Description: A clean, malty, gold-coloured German lager with a smooth grainy-sweet malty flavour and a soft, dry finish. Subtle spicy, floral, or herbal hops and restrained bitterness help keep the balance malty but not sweet, which helps make this beer a refreshing, everyday drink. A fully-attenuated Pils malt showcase, Helles is a malt-accentuated beer that is not overly sweet, but rather focuses on malt flavour with underlying hop bitterness in a supporting role.
History: Created in Munich in 1894 at the Spaten brewery to compete with pale Pilsner-type beers. Currently the most popular style in Southern Germany.

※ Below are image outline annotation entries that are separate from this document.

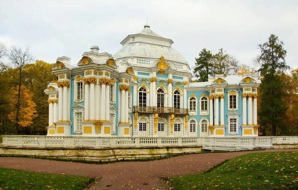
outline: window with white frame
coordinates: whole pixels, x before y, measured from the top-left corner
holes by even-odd
[[[83,118],[82,117],[82,112],[75,113],[75,131],[81,131],[82,130],[82,123],[83,122]]]
[[[147,106],[147,93],[146,89],[141,88],[139,91],[139,106]]]
[[[175,108],[180,108],[180,93],[178,91],[174,92],[174,107]]]
[[[141,118],[139,122],[139,131],[146,131],[147,126],[147,120],[145,118]]]
[[[192,97],[189,99],[189,111],[195,111],[197,110],[197,100],[194,97]]]
[[[76,100],[80,100],[83,99],[83,82],[77,82],[75,83],[76,85]]]
[[[179,119],[175,120],[174,123],[174,131],[181,131],[181,125],[180,121]]]
[[[189,121],[189,132],[190,133],[196,132],[196,121],[192,119]]]
[[[204,119],[201,122],[201,132],[202,133],[207,133],[208,131],[207,128],[208,122],[207,120]]]
[[[164,106],[164,92],[163,90],[157,90],[157,107]]]

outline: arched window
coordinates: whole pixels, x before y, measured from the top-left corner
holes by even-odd
[[[189,122],[189,130],[190,133],[196,132],[196,121],[194,119]]]
[[[157,131],[164,131],[164,121],[159,119],[157,121]]]
[[[147,127],[147,120],[145,118],[141,118],[139,122],[139,131],[146,131]]]
[[[189,111],[197,110],[197,102],[196,98],[192,97],[189,99]]]
[[[162,89],[157,90],[157,107],[164,106],[164,92]]]
[[[201,99],[201,110],[207,111],[208,110],[208,100],[206,97]]]
[[[180,108],[180,92],[178,91],[174,92],[174,107],[175,108]]]
[[[147,99],[146,89],[142,87],[139,91],[139,106],[146,106],[147,105]]]
[[[201,122],[201,132],[202,133],[207,132],[207,120],[204,119]]]
[[[174,123],[174,131],[179,132],[181,131],[181,124],[179,119],[175,120]]]

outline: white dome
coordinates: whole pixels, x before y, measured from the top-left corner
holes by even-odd
[[[122,48],[115,55],[115,59],[137,57],[159,59],[161,55],[166,60],[187,64],[182,55],[172,48],[170,39],[163,38],[145,25],[140,33],[129,35],[122,42]]]

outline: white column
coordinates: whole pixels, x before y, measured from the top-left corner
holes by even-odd
[[[101,95],[100,96],[100,120],[105,120],[105,84],[101,83]]]
[[[59,87],[58,91],[58,120],[62,121],[63,119],[63,87]]]
[[[94,99],[94,105],[95,105],[95,120],[99,120],[99,106],[98,105],[98,102],[100,101],[98,101],[99,100],[99,99],[100,98],[100,96],[99,96],[99,85],[98,85],[98,84],[95,84],[95,94],[94,94],[94,96],[95,96],[95,99]]]
[[[64,121],[68,121],[67,119],[67,89],[68,87],[67,86],[65,86],[63,87],[63,108],[62,110],[63,110],[63,116],[62,120]]]
[[[125,91],[121,91],[121,116],[120,117],[120,122],[125,122]]]
[[[213,126],[213,98],[214,97],[211,95],[211,96],[209,96],[209,111],[210,112],[210,119],[209,120],[209,122],[210,122],[210,125]],[[199,107],[199,106],[198,106]],[[198,108],[198,109],[199,108]],[[198,110],[198,111],[200,111],[199,110]]]
[[[242,95],[242,125],[246,125],[246,95],[247,94]]]
[[[90,115],[89,111],[90,110],[90,107],[89,106],[89,102],[90,101],[90,89],[89,85],[87,84],[85,84],[85,96],[84,99],[85,100],[85,108],[84,110],[84,120],[88,121],[90,119]]]
[[[215,100],[214,102],[214,125],[219,125],[219,95],[215,95]]]
[[[221,95],[221,125],[224,125],[224,95]]]
[[[53,125],[53,104],[52,102],[49,103],[49,126],[51,126]]]
[[[168,107],[172,107],[172,83],[169,83],[168,86]]]
[[[110,85],[106,85],[105,120],[110,121]]]
[[[248,94],[248,125],[252,125],[252,94]]]
[[[128,123],[128,91],[125,91],[125,117],[126,123]]]
[[[90,84],[90,117],[89,118],[90,120],[95,120],[95,106],[94,104],[95,103],[94,99],[94,93],[95,93],[95,87],[94,84],[93,83]]]
[[[57,122],[57,103],[54,103],[53,110],[53,122],[56,123]]]
[[[253,95],[253,125],[257,125],[258,124],[257,121],[257,97],[258,95],[255,94]]]

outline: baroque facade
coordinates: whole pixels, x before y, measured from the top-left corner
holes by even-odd
[[[114,56],[93,46],[75,66],[57,58],[49,95],[48,136],[257,136],[252,74],[192,77],[173,42],[145,25]]]

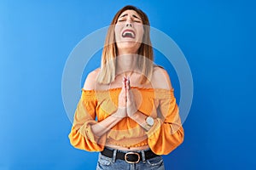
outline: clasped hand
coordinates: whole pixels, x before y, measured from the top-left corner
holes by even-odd
[[[123,77],[122,89],[119,96],[119,116],[132,117],[137,111],[133,94],[131,90],[130,78]]]

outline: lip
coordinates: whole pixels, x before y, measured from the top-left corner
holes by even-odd
[[[123,35],[125,31],[132,32],[133,35],[134,35],[134,38],[136,37],[136,33],[135,33],[135,31],[134,31],[133,30],[131,30],[131,29],[125,29],[125,30],[124,30],[124,31],[122,31],[122,35]],[[121,35],[121,36],[122,36],[122,35]]]

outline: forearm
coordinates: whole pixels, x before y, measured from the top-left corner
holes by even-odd
[[[147,117],[148,116],[140,112],[139,110],[137,110],[131,116],[131,118],[137,122],[142,128],[143,128],[146,131],[148,131],[150,129],[150,127],[146,123]]]
[[[119,116],[119,110],[104,119],[103,121],[97,122],[91,126],[91,130],[96,136],[102,136],[109,131],[113,126],[115,126],[123,117]]]

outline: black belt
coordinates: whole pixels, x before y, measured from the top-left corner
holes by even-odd
[[[113,150],[109,150],[108,148],[104,148],[104,150],[101,152],[102,156],[112,158],[113,156]],[[153,157],[158,156],[158,155],[154,154],[151,150],[144,151],[145,159],[150,159]],[[124,160],[128,163],[137,163],[142,161],[142,152],[135,152],[130,151],[127,153],[124,153],[117,150],[116,159]]]

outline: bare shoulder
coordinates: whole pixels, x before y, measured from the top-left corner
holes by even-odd
[[[101,69],[97,68],[88,74],[83,88],[84,90],[95,89],[96,83],[96,77],[100,71]]]
[[[168,72],[161,66],[155,65],[154,67],[152,83],[154,88],[172,88]]]

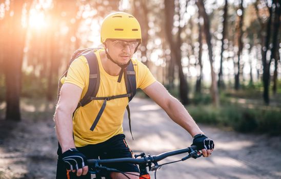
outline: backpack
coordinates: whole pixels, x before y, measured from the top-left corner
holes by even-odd
[[[97,62],[96,56],[95,55],[94,52],[99,49],[101,49],[101,48],[89,48],[84,49],[78,49],[76,50],[74,52],[73,55],[72,55],[71,58],[70,59],[67,70],[59,78],[58,85],[57,100],[58,100],[58,99],[59,98],[59,93],[61,91],[61,88],[62,88],[62,86],[64,82],[64,80],[67,75],[67,72],[68,71],[68,69],[70,66],[70,64],[75,59],[76,59],[79,56],[84,56],[87,59],[87,61],[88,61],[90,70],[90,75],[89,77],[89,86],[85,96],[78,102],[77,107],[73,112],[73,114],[77,109],[78,109],[81,106],[84,106],[86,105],[86,104],[92,101],[92,100],[103,100],[104,103],[102,105],[102,107],[98,111],[98,113],[95,120],[94,121],[92,126],[90,128],[90,130],[91,130],[91,131],[94,130],[95,126],[97,124],[97,122],[101,118],[101,117],[102,116],[102,115],[106,107],[106,102],[107,101],[113,100],[116,98],[128,98],[129,102],[130,102],[133,99],[133,97],[135,96],[136,92],[135,72],[134,69],[134,66],[132,62],[132,60],[130,60],[129,65],[127,68],[124,69],[123,71],[127,94],[108,97],[96,97],[96,94],[97,94],[97,92],[98,91],[98,88],[99,87],[100,74],[98,68],[98,63]],[[120,81],[121,79],[120,80],[118,79],[118,82],[119,82]],[[133,140],[133,135],[132,134],[132,130],[131,128],[131,115],[129,105],[127,106],[126,108],[128,111],[128,117],[129,119],[129,126],[130,127],[130,131],[131,132],[131,135],[132,135],[132,138]]]

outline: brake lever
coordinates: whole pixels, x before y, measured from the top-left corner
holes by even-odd
[[[187,156],[182,159],[182,161],[185,161],[186,160],[187,160],[190,158],[192,158],[193,159],[199,158],[199,157],[202,156],[202,155],[203,154],[203,153],[200,153],[199,154],[198,154],[197,153],[198,152],[197,150],[194,150],[191,147],[189,147],[189,149],[190,150],[190,152],[189,152],[189,154]]]

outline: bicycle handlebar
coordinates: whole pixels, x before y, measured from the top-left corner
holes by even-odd
[[[197,154],[196,147],[195,146],[191,146],[188,148],[185,148],[181,149],[173,150],[167,152],[162,153],[157,155],[153,155],[148,156],[145,156],[140,159],[133,159],[129,158],[118,158],[113,159],[89,159],[87,160],[88,164],[95,164],[96,163],[99,164],[106,164],[106,163],[120,163],[120,162],[128,162],[135,164],[142,164],[149,163],[154,163],[160,161],[168,156],[175,155],[184,153],[190,153],[195,152],[192,153],[194,154],[196,153]],[[184,158],[183,158],[184,159]]]

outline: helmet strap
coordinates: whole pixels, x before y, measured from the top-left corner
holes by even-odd
[[[122,75],[123,75],[123,74],[124,74],[124,75],[126,75],[125,74],[125,71],[124,70],[127,68],[127,66],[129,65],[129,64],[130,64],[130,61],[131,60],[130,60],[130,61],[129,61],[129,62],[127,64],[121,65],[117,63],[116,62],[115,62],[114,60],[113,60],[113,59],[111,58],[111,57],[110,57],[110,55],[109,55],[109,54],[108,53],[108,52],[107,52],[106,44],[105,44],[105,52],[106,52],[106,56],[107,58],[110,59],[110,61],[111,61],[115,64],[117,64],[118,66],[121,68],[121,70],[120,70],[120,73],[119,73],[119,76],[118,77],[118,80],[117,81],[117,82],[118,82],[118,83],[120,83],[121,82],[121,79],[122,79]]]

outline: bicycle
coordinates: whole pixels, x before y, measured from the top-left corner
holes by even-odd
[[[184,153],[188,153],[188,155],[182,158],[180,160],[173,161],[159,165],[157,162],[159,162],[168,156],[175,155]],[[129,175],[135,175],[132,173],[124,172],[118,170],[107,168],[102,166],[102,164],[112,163],[129,162],[132,164],[138,165],[139,168],[139,179],[150,179],[150,175],[147,171],[147,168],[148,167],[149,171],[155,171],[154,178],[156,179],[156,171],[162,166],[179,161],[184,161],[191,158],[197,159],[202,155],[202,153],[198,154],[198,150],[196,150],[196,147],[191,146],[189,147],[183,148],[181,149],[170,151],[159,154],[157,155],[151,156],[149,154],[148,156],[146,156],[145,153],[134,155],[133,158],[118,158],[113,159],[90,159],[88,160],[89,170],[89,172],[91,173],[91,178],[94,179],[104,179],[108,178],[108,174],[111,172],[119,172],[123,173],[128,178],[130,179]]]

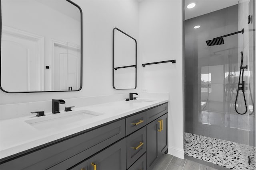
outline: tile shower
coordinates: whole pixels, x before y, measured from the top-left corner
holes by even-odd
[[[255,29],[247,20],[254,3],[240,1],[184,23],[186,154],[231,169],[256,169]],[[201,27],[194,29],[197,25]],[[244,33],[224,38],[224,44],[207,47],[206,40],[242,28]],[[234,109],[241,51],[244,65],[248,65],[248,111],[244,115]],[[238,97],[240,112],[245,109],[242,95]]]

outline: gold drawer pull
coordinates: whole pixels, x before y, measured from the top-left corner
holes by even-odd
[[[140,121],[137,123],[133,123],[132,124],[134,125],[138,125],[139,124],[140,124],[144,122],[144,121],[143,120],[140,120]]]
[[[161,127],[161,128],[162,128],[162,130],[161,130],[161,131],[162,131],[163,130],[164,130],[164,128],[163,128],[163,125],[164,124],[164,122],[163,122],[163,120],[162,120],[162,119],[160,119],[160,120],[161,121],[162,121],[162,123],[161,123],[161,125],[162,125],[162,127]]]
[[[97,164],[93,162],[91,163],[91,165],[93,166],[93,170],[97,170]]]
[[[143,142],[140,142],[140,144],[139,145],[138,147],[132,147],[132,149],[134,149],[135,150],[136,150],[138,149],[139,148],[140,148],[140,147],[141,147],[141,146],[142,146],[143,145],[144,145],[144,143],[143,143]]]
[[[159,128],[160,128],[160,129],[158,129],[158,132],[161,132],[162,131],[162,121],[160,120],[159,120],[158,121],[158,122],[159,122],[159,123],[160,123],[159,124]]]

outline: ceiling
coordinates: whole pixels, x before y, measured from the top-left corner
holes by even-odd
[[[185,19],[201,16],[215,11],[232,6],[238,3],[239,0],[185,0]],[[187,6],[196,4],[193,8],[188,9]]]

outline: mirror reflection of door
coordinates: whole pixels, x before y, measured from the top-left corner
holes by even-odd
[[[1,56],[4,64],[1,65],[1,85],[4,89],[9,92],[43,90],[43,42],[42,37],[2,26]]]
[[[52,86],[54,91],[76,90],[80,86],[80,48],[54,42]]]

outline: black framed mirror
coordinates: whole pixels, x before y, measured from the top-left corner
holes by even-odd
[[[137,41],[117,28],[113,29],[113,88],[137,87]]]
[[[80,8],[69,0],[0,2],[1,90],[11,93],[80,90]]]

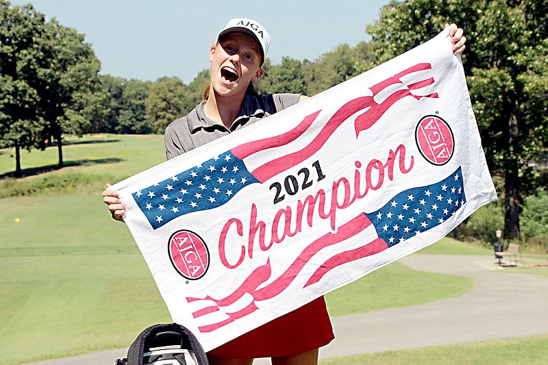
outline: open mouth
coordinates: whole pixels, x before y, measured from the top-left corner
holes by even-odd
[[[238,79],[238,73],[236,70],[227,66],[221,69],[221,77],[229,82],[234,82]]]

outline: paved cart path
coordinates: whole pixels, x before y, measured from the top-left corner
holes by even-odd
[[[457,298],[334,317],[336,338],[320,350],[321,358],[548,333],[548,278],[496,272],[504,268],[486,255],[412,255],[400,261],[415,270],[471,277],[475,285]],[[32,365],[112,365],[126,351]]]

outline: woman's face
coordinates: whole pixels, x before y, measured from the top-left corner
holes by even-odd
[[[232,32],[223,37],[211,47],[210,61],[211,85],[221,96],[245,93],[249,83],[264,73],[259,46],[245,33]]]

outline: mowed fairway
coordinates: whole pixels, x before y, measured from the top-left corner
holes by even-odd
[[[115,141],[103,142],[110,140]],[[41,188],[32,190],[36,196],[0,199],[0,364],[126,347],[143,328],[171,320],[129,231],[110,218],[101,197],[105,176],[114,183],[163,161],[163,138],[88,138],[64,152],[67,168],[0,180],[6,193],[14,186],[78,177],[64,194]],[[23,169],[55,164],[55,153],[23,153]],[[2,150],[0,174],[12,170],[12,161]],[[455,246],[444,242],[440,247]],[[332,315],[338,316],[461,295],[473,285],[469,278],[394,263],[327,300]]]

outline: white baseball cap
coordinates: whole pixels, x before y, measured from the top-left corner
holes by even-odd
[[[262,64],[264,64],[264,60],[266,58],[266,53],[269,52],[270,46],[270,34],[261,25],[259,22],[247,18],[234,18],[230,19],[226,26],[221,30],[217,40],[228,33],[233,32],[241,32],[251,36],[260,46],[261,55],[262,56]]]

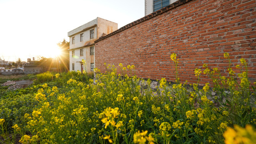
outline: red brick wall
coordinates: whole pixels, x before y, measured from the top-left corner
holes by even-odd
[[[204,63],[228,75],[227,52],[233,70],[246,60],[255,81],[256,9],[256,0],[180,0],[96,41],[96,67],[104,72],[104,62],[133,64],[140,77],[173,81],[174,52],[181,81],[194,83],[194,70]],[[203,74],[201,83],[207,78]]]

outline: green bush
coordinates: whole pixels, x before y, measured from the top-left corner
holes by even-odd
[[[53,78],[53,74],[50,72],[47,72],[37,74],[36,77],[37,80],[35,81],[35,83],[43,83],[52,80]]]

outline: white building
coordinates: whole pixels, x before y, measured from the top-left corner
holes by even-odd
[[[94,42],[118,29],[117,24],[97,17],[68,33],[70,37],[70,70],[87,72],[95,67]],[[82,60],[86,61],[86,69]]]
[[[177,0],[145,0],[145,16],[157,11]]]

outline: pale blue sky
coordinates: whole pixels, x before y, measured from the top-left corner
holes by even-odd
[[[68,32],[97,17],[118,28],[144,15],[144,0],[0,0],[0,58],[54,57]]]

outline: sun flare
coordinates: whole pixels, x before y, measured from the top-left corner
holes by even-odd
[[[57,58],[61,54],[61,51],[59,48],[55,48],[52,49],[52,58]]]

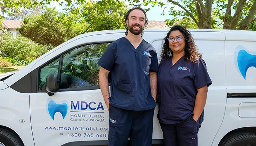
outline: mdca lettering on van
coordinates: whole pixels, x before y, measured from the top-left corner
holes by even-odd
[[[67,102],[64,100],[60,102],[54,101],[52,98],[49,98],[46,102],[46,111],[50,116],[54,120],[54,116],[57,112],[59,112],[64,119],[68,111],[68,105]],[[74,119],[74,118],[103,118],[104,115],[98,114],[74,114],[74,113],[104,113],[104,109],[101,102],[97,104],[95,102],[91,101],[88,103],[86,101],[71,101],[70,117],[72,118],[70,120],[72,121],[104,121],[103,119]]]
[[[238,46],[235,50],[234,60],[237,70],[245,80],[248,69],[256,68],[256,51],[249,51],[242,46]]]

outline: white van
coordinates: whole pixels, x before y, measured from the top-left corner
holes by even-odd
[[[169,31],[146,29],[143,36],[159,60]],[[256,145],[256,32],[190,31],[213,82],[199,145]],[[97,63],[109,43],[124,36],[124,30],[80,35],[19,71],[1,74],[0,146],[107,145],[108,111]],[[158,110],[154,145],[163,142]]]

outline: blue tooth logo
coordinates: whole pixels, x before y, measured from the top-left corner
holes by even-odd
[[[248,51],[239,45],[235,50],[234,58],[237,70],[245,80],[248,69],[252,66],[256,68],[256,52]]]
[[[64,119],[68,112],[68,102],[65,100],[56,102],[51,98],[49,98],[46,102],[46,109],[48,114],[53,120],[54,116],[57,112],[60,113]]]

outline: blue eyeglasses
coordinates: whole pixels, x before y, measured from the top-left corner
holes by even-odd
[[[179,35],[176,37],[176,40],[178,42],[180,42],[182,41],[182,38],[184,38],[184,36],[182,36],[181,35]],[[172,43],[174,42],[174,40],[175,38],[173,37],[170,37],[167,38],[169,42],[170,43]]]

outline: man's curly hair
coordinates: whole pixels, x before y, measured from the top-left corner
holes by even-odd
[[[148,20],[147,19],[147,13],[146,12],[146,11],[144,10],[144,9],[141,8],[141,7],[135,7],[132,8],[130,9],[128,11],[128,12],[127,12],[127,13],[125,14],[125,15],[124,17],[124,23],[126,24],[126,20],[128,20],[129,19],[129,15],[130,14],[130,13],[131,13],[131,12],[133,11],[133,10],[135,9],[139,9],[140,10],[142,11],[143,13],[145,15],[145,17],[146,17],[146,19],[145,20],[145,24],[144,25],[144,28],[147,28],[148,24]],[[143,30],[142,31],[141,33],[141,37],[142,37],[143,36],[143,34],[144,33],[144,30],[143,29]],[[126,27],[126,28],[125,28],[125,35],[128,35],[128,26],[127,26]]]
[[[185,56],[186,59],[193,62],[197,62],[199,57],[202,58],[202,54],[199,52],[197,46],[195,44],[194,39],[191,34],[185,27],[179,25],[173,26],[166,34],[163,40],[163,47],[161,53],[161,59],[162,59],[173,55],[173,53],[169,47],[168,38],[170,34],[173,31],[178,30],[183,35],[185,39]]]

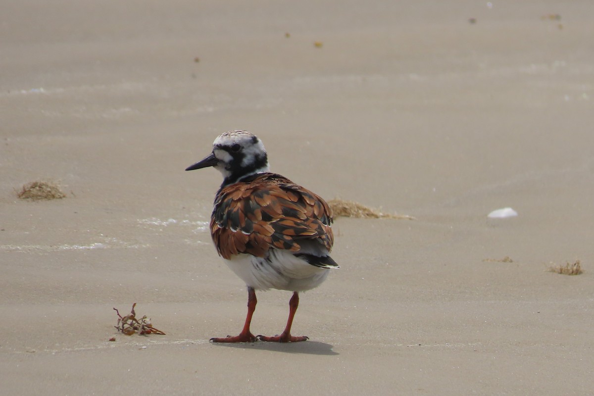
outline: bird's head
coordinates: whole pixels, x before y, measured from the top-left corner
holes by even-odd
[[[258,137],[247,131],[230,131],[214,140],[213,151],[186,170],[212,166],[223,174],[223,185],[247,176],[268,172],[268,156]]]

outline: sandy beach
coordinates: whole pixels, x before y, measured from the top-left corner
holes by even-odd
[[[2,394],[594,394],[594,3],[3,3]],[[247,293],[208,230],[220,175],[184,170],[237,129],[415,218],[335,219],[306,342],[208,342]],[[66,197],[19,199],[36,180]],[[290,296],[258,293],[254,334]],[[118,333],[132,303],[166,335]]]

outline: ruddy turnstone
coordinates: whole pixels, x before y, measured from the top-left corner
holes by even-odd
[[[214,140],[213,151],[186,170],[213,166],[223,174],[214,198],[210,232],[225,263],[248,287],[248,314],[238,335],[215,343],[305,341],[291,335],[299,292],[318,286],[331,268],[332,211],[324,199],[286,178],[269,172],[262,141],[245,131]],[[249,331],[255,290],[293,292],[289,319],[280,335],[254,336]]]

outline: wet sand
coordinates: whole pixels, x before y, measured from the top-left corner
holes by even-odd
[[[594,392],[594,5],[394,2],[4,5],[2,392]],[[206,226],[220,175],[184,169],[233,129],[327,199],[416,219],[336,219],[307,342],[208,341],[247,293]],[[36,180],[67,197],[18,199]],[[255,334],[289,297],[258,294]],[[118,334],[134,302],[167,335]]]

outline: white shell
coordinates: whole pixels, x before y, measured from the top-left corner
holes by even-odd
[[[515,217],[518,215],[518,213],[511,208],[503,208],[497,209],[487,215],[489,218],[505,218],[507,217]]]

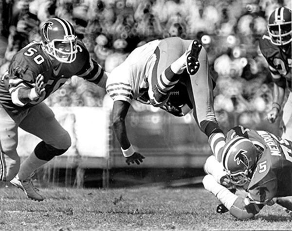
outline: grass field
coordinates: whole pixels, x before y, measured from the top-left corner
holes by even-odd
[[[44,230],[289,230],[292,217],[278,205],[254,219],[216,213],[217,200],[201,185],[192,188],[42,188],[32,201],[13,186],[0,188],[0,229]]]

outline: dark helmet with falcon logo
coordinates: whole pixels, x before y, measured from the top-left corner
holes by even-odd
[[[243,186],[249,183],[256,160],[256,150],[248,139],[237,136],[227,142],[223,147],[223,166],[235,185]]]

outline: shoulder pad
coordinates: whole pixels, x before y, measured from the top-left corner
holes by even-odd
[[[9,75],[34,82],[36,77],[47,69],[48,58],[40,49],[39,43],[31,43],[18,52],[10,63]]]
[[[268,62],[279,51],[278,48],[271,42],[270,37],[266,35],[263,36],[259,39],[259,46],[263,55]]]

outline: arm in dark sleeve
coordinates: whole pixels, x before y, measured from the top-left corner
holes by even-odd
[[[127,101],[117,100],[114,102],[112,108],[113,130],[121,147],[125,150],[128,148],[130,145],[127,134],[125,123],[130,105]]]

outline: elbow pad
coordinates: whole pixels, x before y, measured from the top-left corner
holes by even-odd
[[[18,92],[20,88],[18,88],[15,90],[11,92],[11,100],[15,105],[18,107],[23,107],[26,104],[22,103],[19,100],[18,96]]]

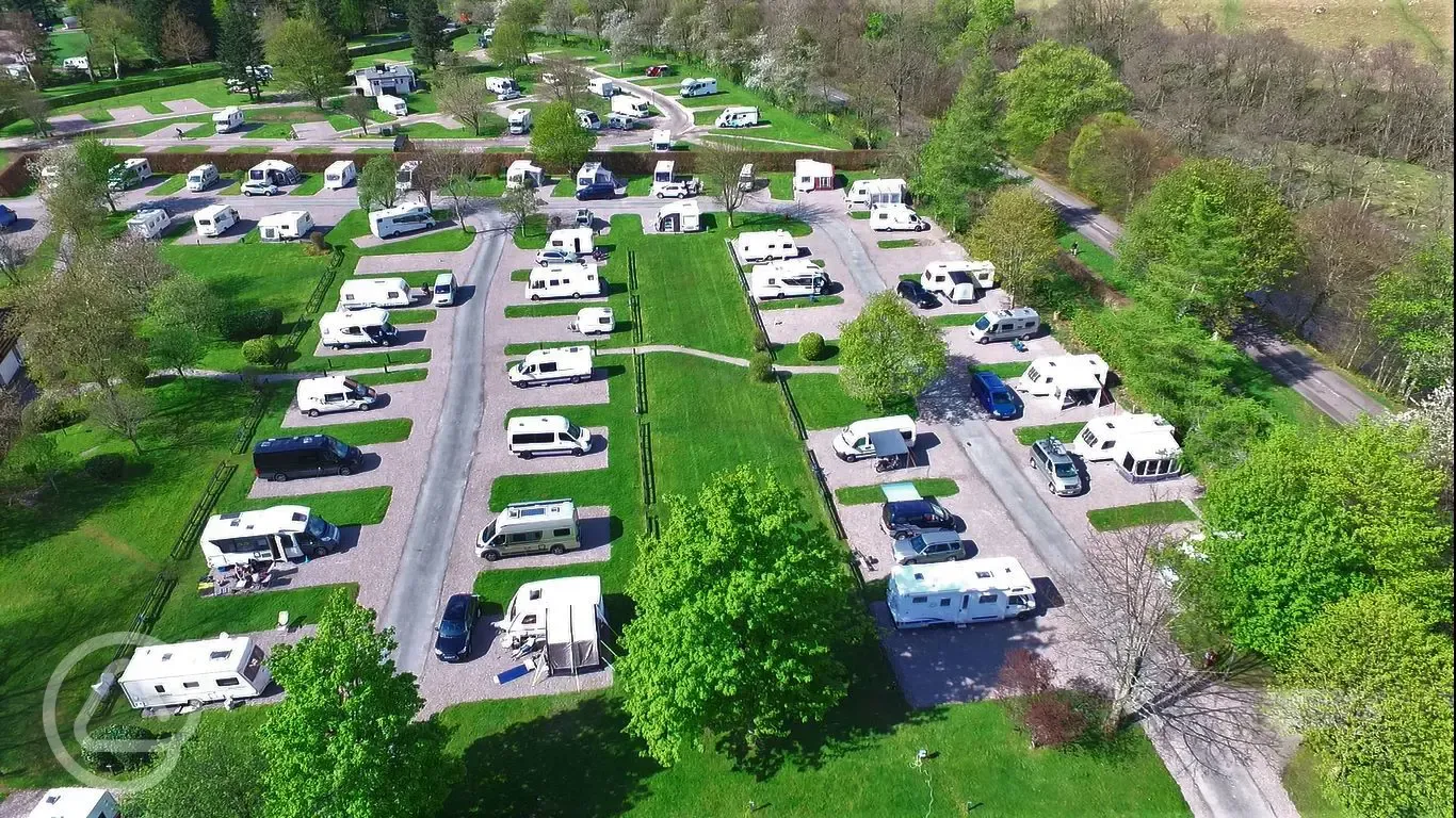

Description: A relatively pale, strong, malty German lager beer with a nicely attenuated finish that enhances drinkability. The hop character is generally more apparent than in other bocks. Also known as Mai Bock, but there is some dispute whether Helles (“pale”) Bock and Mai (“May”) Bock are synonymous. Most agree that they are identical, but some believe that Maibock is a “fest” type beer hitting the upper limits of hopping and colour for the range.
History: A fairly recent development in comparison to the other members of the bock family. The serving of Maibock is specifically associated with springtime and the month of May.
Description: A smooth, clean, pale German lager with a moderately strong malty flavour and a light hop character. Deftly balances strength and drinkability, with a palate impression and finish that encourages drinking. Showcases elegant German malt flavours without becoming too heavy or filling. This style represents the modern German beer served at Oktoberfest (although it is not solely reserved for Oktoberfest; it can be found at many other ‘fests’), and is sometimes called Wiesn (“the meadow” or local name for the Oktoberfest festival).
History: Since 1990, the majority of beer served at Oktoberfest in Munich has been this style. Paulaner first created the golden version in the mid-1970s because they thought the traditional Oktoberfest was too filling. So they developed a lighter, more drinkable but still malty version that they wanted to be “more poundable” (according to the head brewer at Paulaner).
Description: A clean, crisp, delicately-balanced beer usually with a very subtle fruit and hop character. Subdued maltiness throughout leads into a pleasantly well-attenuated and refreshing finish. Characterized in Germany as a top-fermented, lagered beer. Each Köln brewery produces a beer of different character, and each interprets the Kölsch Konvention slightly differently. Due to its delicate flavour profile, Kölsch tends to have a relatively short shelf-life; older examples and imports can easily show some oxidation defects. Served in Köln in a tall, narrow 200ml glass called a Stange.
History: Cologne, Germany (Köln) has a top-fermenting brewing tradition since the Middle Ages, but developed the beer now known as Kölsch in the late 1800s to combat encroaching bottom-fermented pale lagers. Kölsch is an appellation protected by the Kölsch Konvention (1986), and is restricted to the 20 or so breweries in and around Köln. The Konvention simply defines the beer as a “light, highly attenuated, hop-accentuated, clear, top-fermenting Vollbier.”